Les deux régions résident de part et d'autre de l'isthme. Pendant ce temps, le centre du Panama est la région la plus dégradée, en particulier les zones entourant le bassin du canal de Panama. Le canal lui-même devrait être praticable pour les espèces de taille moyenne à grande, étant donné sa largeur réduite et son absence de courants. Pourtant, la région est aussi fortement urbanisée. Deux autoroutes relient les villes de Colón et de Panama, constituant une barrière pour les déplacements de la faune. «Les résultats nous montrent où nous devons accorder plus d’attention. Ce sont les domaines dans lesquels nous devons mener des actions de recherche, de conservation et d’éducation », déclare Moreno. L'étude a déterminé que le centre du Panama héberge des pécaris à lèvres blanches, des fourmiliers géants et trois autres espèces.

«Par exemple, sur l’île de Barro Colorado», une réserve naturelle située dans le lac artificiel de Gatun au milieu du canal de Panama, « encore une très petite population de tapirs », explique Meyer. «Mais vous voyez que dans tout le reste (de la zone centrale), nous n’avons capturé aucun enregistrement de tapir, pas même de pistes. Les populations de l’île de Barro Colorado ne feront que se reproduire entre elles, puis (cela se reflétera dans a) manque de forme physique (et) d'hybridation, et ils seront plus enclins aux extinctions. "

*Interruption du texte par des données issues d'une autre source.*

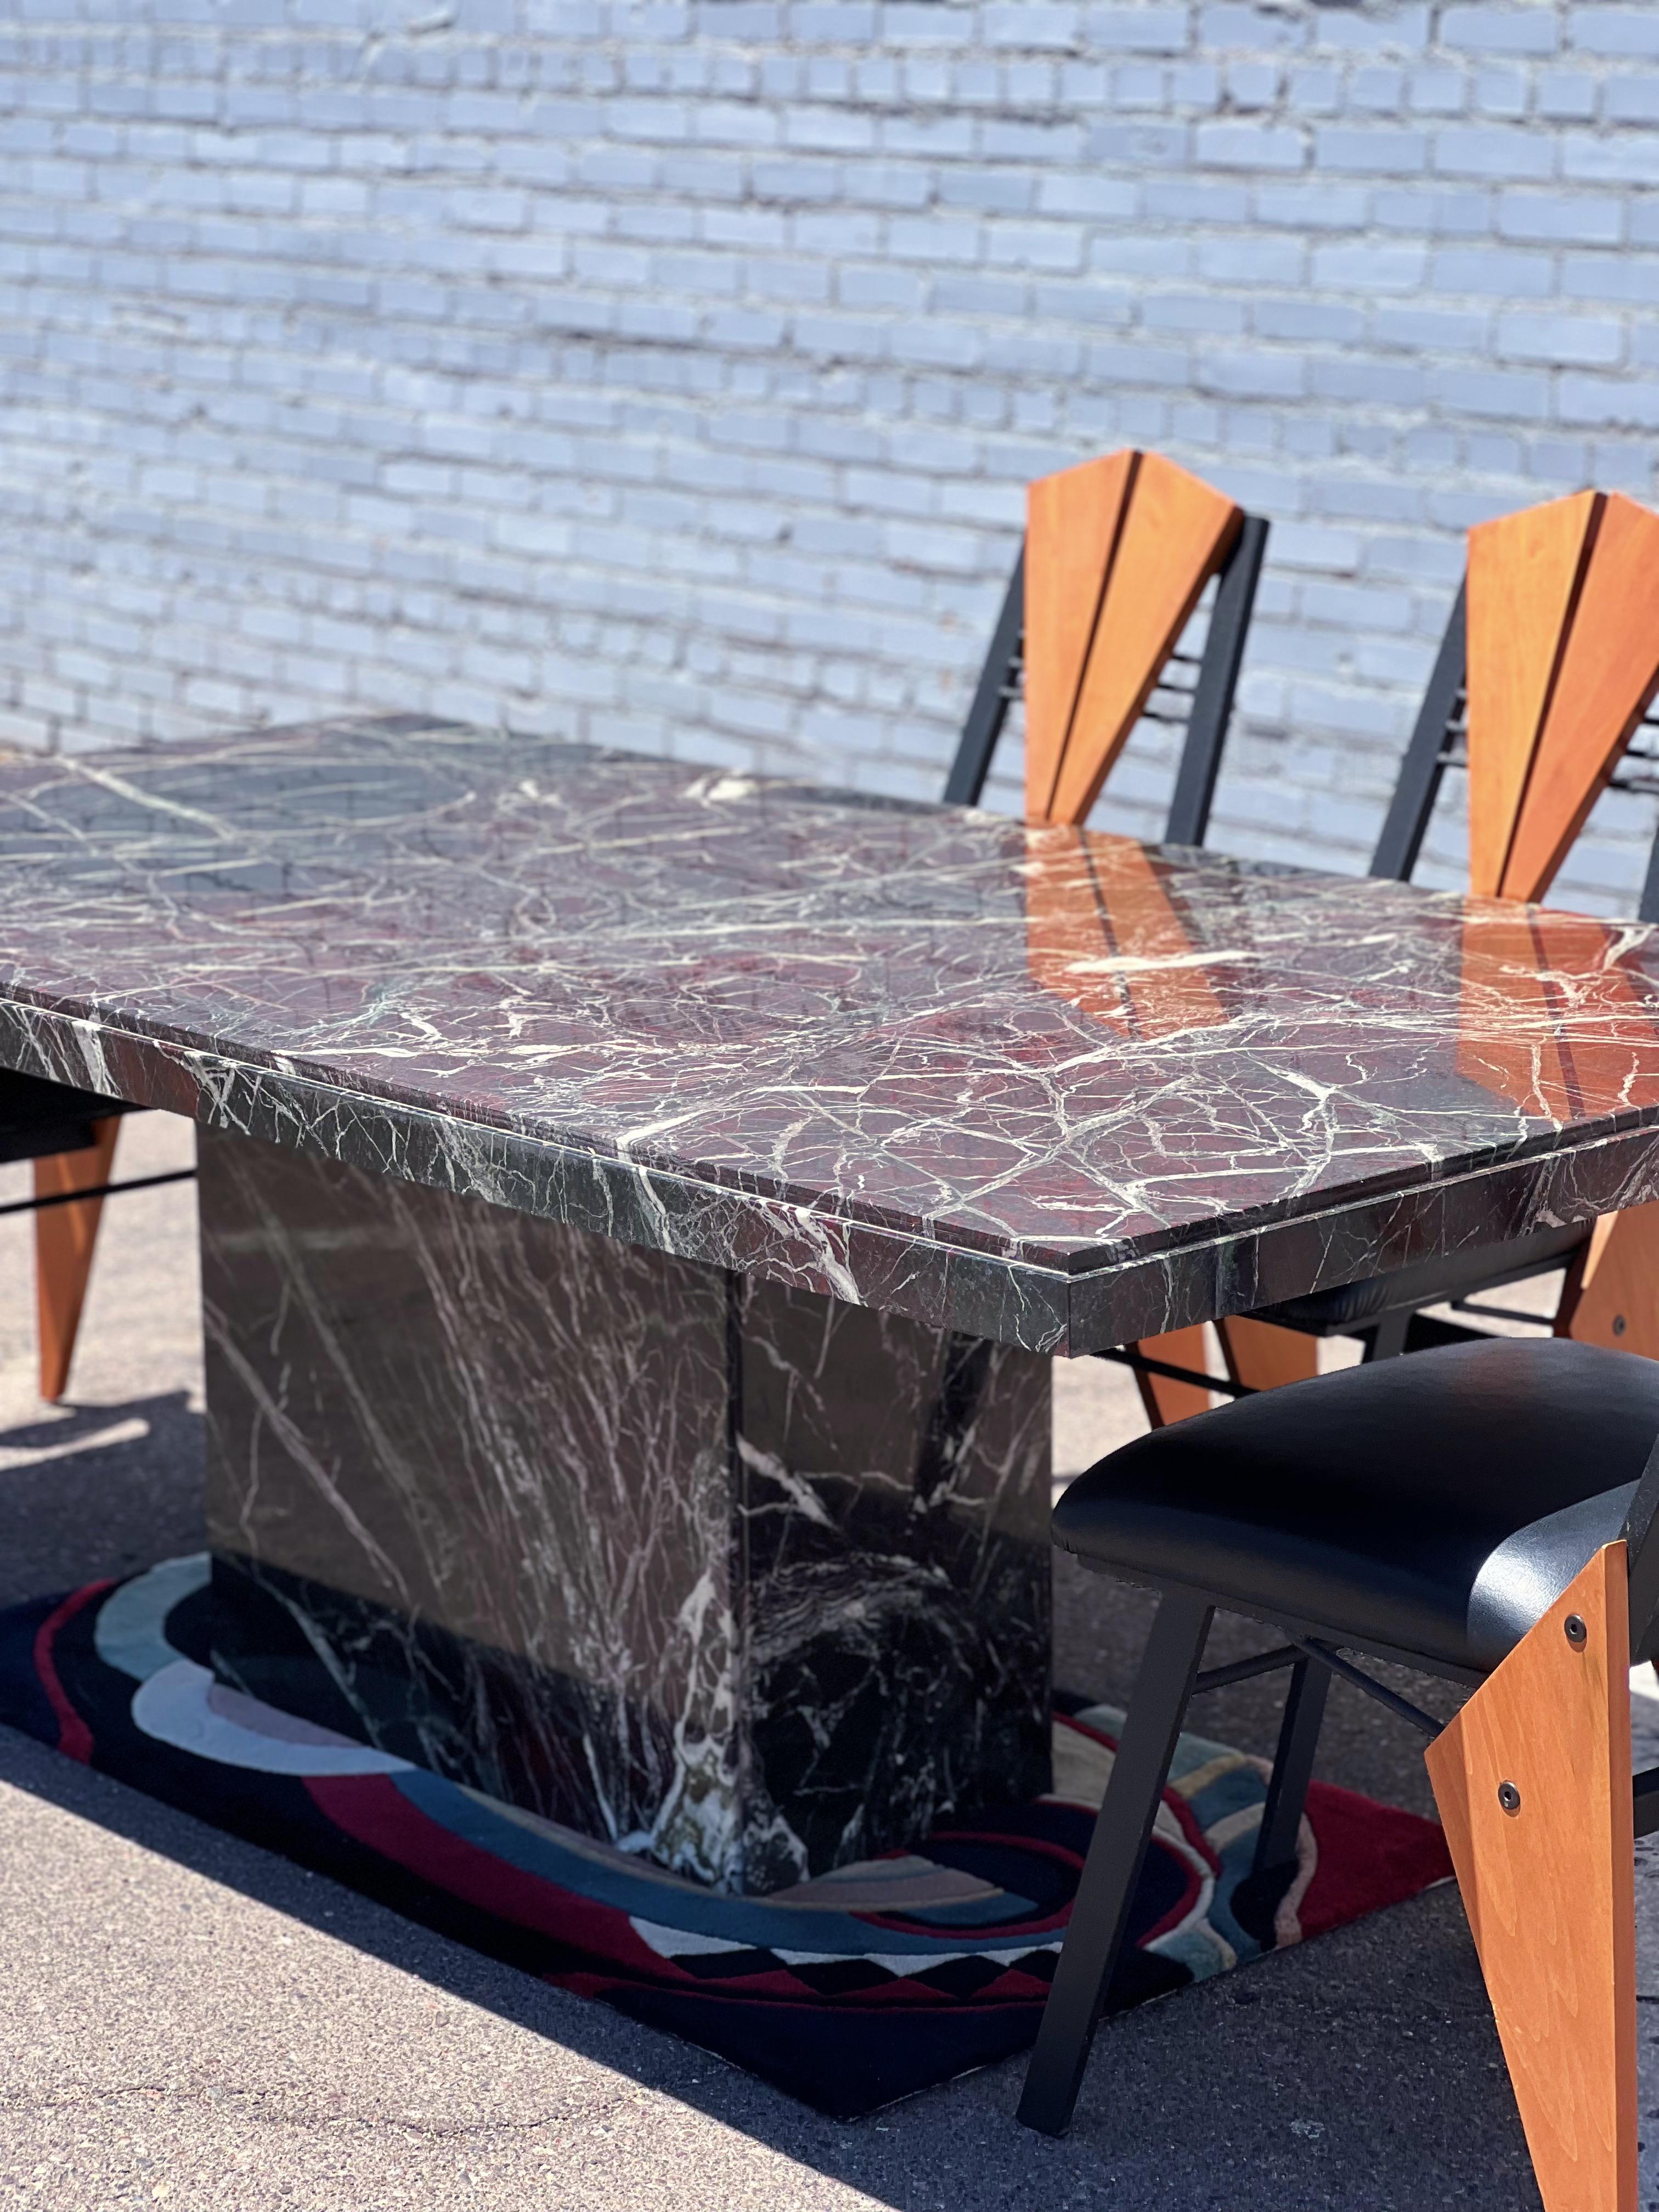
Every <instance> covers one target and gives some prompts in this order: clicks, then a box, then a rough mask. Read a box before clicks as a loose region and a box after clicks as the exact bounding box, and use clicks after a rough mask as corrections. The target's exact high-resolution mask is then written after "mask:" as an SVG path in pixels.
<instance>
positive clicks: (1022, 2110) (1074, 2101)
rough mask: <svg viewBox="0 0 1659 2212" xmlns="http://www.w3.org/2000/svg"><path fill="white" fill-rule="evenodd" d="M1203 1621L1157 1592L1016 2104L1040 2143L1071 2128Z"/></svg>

Lorsque les habitats sont déjà fragmentés, des corridors sont établis pour rétablir la connectivité. Ils regroupent généralement une seule espèce générique – généralement un grand carnivore «qui est charismatique et attire plus d’argent», explique Meyer. «Mais ce qui fonctionne pour une espèce ne fonctionne pas nécessairement pour les autres. Au Panama, on constate que les tapirs et les pécaris aux lèvres blanches sont plus sujets à un manque de connectivité que le jaguar ou le puma. ”

Beier raconte l'impact de cette politique: «Si nous demandions un couloir pour une espèce – disons des jaguars – et que nous l'obtenions, mais ce couloir ne fonctionnait pas pour les cerfs, les tapirs ou les fourmiliers, nous aurions laissé passer une occasion. préserver la biodiversité et les processus écosystémiques », dit-il. «Dans une grande partie de l’Europe, dans l’est des États-Unis, dans l’est de la Chine et dans certaines régions de l’Afrique de l’Ouest, il n’existe aucun couloir de longue distance», ajoute Beier. Mais tout n'est pas perdu, car «la possibilité de restaurer les corridors existe toujours, si nous ramenons les forêts récemment perdues».

En ce qui concerne le Panama, la restauration écologique doit devenir une priorité. «Il existe encore une possibilité de restaurer la couverture forestière au Panama, ce qui pourrait améliorer considérablement l'efficacité du MBC», a déclaré Beier. «Mais si les tendances actuelles en matière de perte de forêt se maintiennent, même des espèces comme les pumas et les cerfs communs – pour lesquels le Panama est probablement un bon corridor aujourd'hui – perdraient leur connectivité.»